Studies have been conducted to raise anti-AFP antibodies to suppress tumor growth. Hetrologous polyclonal anti-bodies were raised in rabbit and then injected in mice suffering from hepatomas, this showed reduction in level of mice serum AFP, both in in-vitro and in-vivo studies but tumor suppression was little achieved. However, it is a promising research field to treat cancers by generating antibodies against various factors and growth modulators of tumor cells.

Gene therapy approaches are also in their way to develop a therapeutic treatment against liver cancers using AFP gene. It deals with modulating AFP gene promoter, induction of suicide genes and making antisense of AFP [46,47].

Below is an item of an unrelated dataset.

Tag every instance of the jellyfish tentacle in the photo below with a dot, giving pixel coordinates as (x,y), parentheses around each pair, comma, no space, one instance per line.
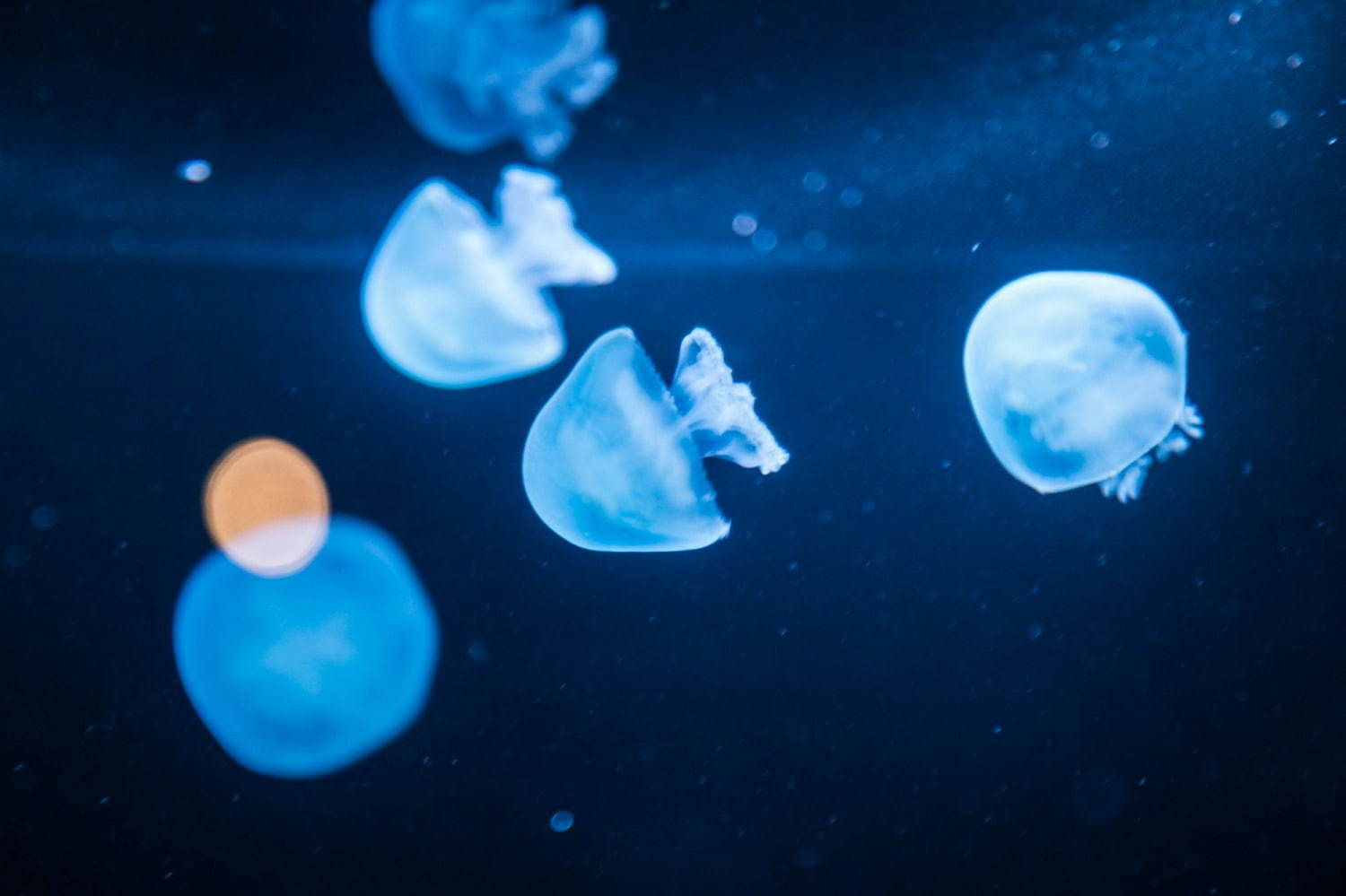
(718,412)
(1125,484)
(538,233)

We performed a literature review in order to discuss the diverse structural and functional properties of alpha-fetoprotein, one of the members of albuminoid protein family. A number of important functions of this protein include prenatal diagnosis to indicate fetal birth defects. Alpha-fetoprotein is potent biomarkers to study various malignancies and effect of various drugs on the tumors. AFP plays a dual role, that is, it acts as a growth mediator as well as growth suppressant of tumors. When secreted in serum it helps detecting the presence and site of tumors as they are tumor specific both qualitatively and quantitatively. Rectal carcinoma is considered as one of the rare type of AFP producing cancers. AFP producing colon and rectal cancers are not very common. The observed frequency of lymph node metastasis in T1 stage of colorectal cancers is about 6-12 %. AFPs have also been found associated with the regulation of cancer and angiogenesis in breast cancer and growth suppression in uterine and ovarian cancers. New biomedical approaches not only use AFP as a tumor detection tool but AFPs are exploited in potential treatment of cancers by conjugating them with various anti-cancerous drugs. Other treatment strategies include gene therapy and raising anti-AFP antibodies. The future of AFPs may be in the use of these glycoproteins in cancer therapies, diagnostics and other therapeutics.